While researching methods from around the world, in order to see how I can incorporate the best practices into my daily work, I’ve stumbled upon a great number of interesting solutions, methods and principles. One of these, that I felt resonated very clearly with the post I wrote last week about ”Layered Storytelling”, is an interesting, in-depth look at the work Giorgia Lupi and the Accurat Studio have been doing together with the Italian publication Corriere della Sera over the past few years. They sum up their philososphy thus:
Experimental visualizations design should always aim at balancing conventions and familiar forms people are comfortable with, and novelty: truly imaginative visuals able to attract individuals into the exploration, able to transform the strange of any visual experiment we include into the known, and ultimately able to invite readers to explore the richness of the stories lying behind.
Now, does this sound like we’ve heard it before? Yes, indeed. We – no matter what kind of creators we are – would like nothing more than to create something compelling and engaging enough for our users / readers / listeners / viewers to want to learn more, to jump down the rabbit hole, to – indeed – ”explore the richness of the stories lying behind”.
In the case talked about in the link, the subject is a publication, which puts its own strains and demands on the design of the narrative and the complex visualizations. When I look at the processes that Lupi describes, I see a narrative – perhaps fictional, perhaps factual, perhaps something in between – that plays out over a number of platforms. The lead-in can be a short Snap on Snapchat, or why not a witty meme over on Facebook or Reddit, leading to the exploration of everything beyond, on other platforms.
What I really like about the work Accurat have done with the data-visualizations though, is something I feel could be incorporated into other fields.
If we think of our story on different layers, it is logical that certain layers should have different purposes and different traits than others. Some are dependent on the characteristics of the layers themselves – social media layers are for sharing and reaching many people, long-form video on Vimeo or YouTube are for telling a story from beginning to end in a fulfilling and hopefully entertaining and immersive way, picture-based media like Insta are for conveying more of a feeling, an impression of the tone of the story and storyworld (and point / lead to deeper stories) and so on.

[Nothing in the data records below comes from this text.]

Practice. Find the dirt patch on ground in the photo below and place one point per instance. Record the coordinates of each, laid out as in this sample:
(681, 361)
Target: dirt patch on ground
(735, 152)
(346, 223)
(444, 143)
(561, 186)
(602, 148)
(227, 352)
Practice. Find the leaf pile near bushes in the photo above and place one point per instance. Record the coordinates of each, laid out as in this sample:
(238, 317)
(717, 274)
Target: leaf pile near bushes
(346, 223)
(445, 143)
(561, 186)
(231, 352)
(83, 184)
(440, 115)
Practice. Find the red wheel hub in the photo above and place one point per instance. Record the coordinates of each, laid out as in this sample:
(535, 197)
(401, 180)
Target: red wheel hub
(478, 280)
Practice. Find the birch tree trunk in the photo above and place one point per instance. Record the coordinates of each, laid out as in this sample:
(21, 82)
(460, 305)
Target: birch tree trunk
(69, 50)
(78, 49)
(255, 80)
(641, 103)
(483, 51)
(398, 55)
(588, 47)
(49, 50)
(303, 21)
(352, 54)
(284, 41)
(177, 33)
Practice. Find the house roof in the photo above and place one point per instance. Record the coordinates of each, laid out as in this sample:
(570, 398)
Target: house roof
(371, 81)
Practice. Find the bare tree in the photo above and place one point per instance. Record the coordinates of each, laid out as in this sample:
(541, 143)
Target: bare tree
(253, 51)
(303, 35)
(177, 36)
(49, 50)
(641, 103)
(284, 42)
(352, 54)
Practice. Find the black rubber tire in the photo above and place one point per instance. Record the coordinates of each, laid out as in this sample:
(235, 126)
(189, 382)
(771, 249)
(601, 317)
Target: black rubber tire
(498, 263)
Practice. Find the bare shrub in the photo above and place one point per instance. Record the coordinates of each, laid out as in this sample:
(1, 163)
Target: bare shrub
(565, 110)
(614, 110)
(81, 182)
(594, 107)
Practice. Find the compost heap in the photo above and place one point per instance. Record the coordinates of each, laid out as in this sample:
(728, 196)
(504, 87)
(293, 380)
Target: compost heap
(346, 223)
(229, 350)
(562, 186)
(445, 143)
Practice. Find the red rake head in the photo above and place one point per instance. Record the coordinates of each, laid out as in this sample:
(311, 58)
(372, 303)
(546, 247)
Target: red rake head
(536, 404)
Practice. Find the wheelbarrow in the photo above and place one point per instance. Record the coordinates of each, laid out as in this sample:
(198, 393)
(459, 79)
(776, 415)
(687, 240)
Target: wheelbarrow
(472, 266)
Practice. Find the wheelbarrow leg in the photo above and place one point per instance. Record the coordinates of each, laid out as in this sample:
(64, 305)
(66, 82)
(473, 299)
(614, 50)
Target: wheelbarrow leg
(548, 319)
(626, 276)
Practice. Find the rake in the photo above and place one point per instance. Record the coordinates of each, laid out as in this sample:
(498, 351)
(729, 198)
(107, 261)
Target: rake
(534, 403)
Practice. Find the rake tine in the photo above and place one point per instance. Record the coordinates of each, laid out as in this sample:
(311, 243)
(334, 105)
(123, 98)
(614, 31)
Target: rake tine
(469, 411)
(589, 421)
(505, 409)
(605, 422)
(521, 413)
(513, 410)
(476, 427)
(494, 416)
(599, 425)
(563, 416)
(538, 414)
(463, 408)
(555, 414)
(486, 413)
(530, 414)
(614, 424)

But what Accurat do, and what I feel would be beneficial for us as well, is to create reading guides for anyone wanting to take part of the content. A hands-on guide, telling WHY the different parts are created and HOW they are supposed to be read and understood. This very hands-on method would lead to meta-content that helps everyone involved understand how different parts fit together – and if we do not want to break the fourth wall into tiny pieces, we can add this guide as another piece of our story, if we manage to craft it well enough. As Lupi states:
Every time we aim at moving away from mere quantity in order to pursue a qualitative transformation of raw statistical material into something that will provide new knowledge: unexpected parallels, not common correlation or secondary tales, to enrich the main story with.
And that’s exactly what we need to do as well. Read Lupi’s post, it is highly enlightening. The methods they have for mindmapping out correlations between different pieces of content are a direct parallel to how you draw up a transmedia landscape and story world for a narrative, while their thoughts and principles regarding visualizations, legends, design of different pieces and layers in order to help the user read it all as correctly and fluently as possible… all of this is highly beneficial to think about for any storyteller. And what it will lead to – what kind of new literacy possibilities arise from people beginning to fathom stories in new ways – I can only guess at.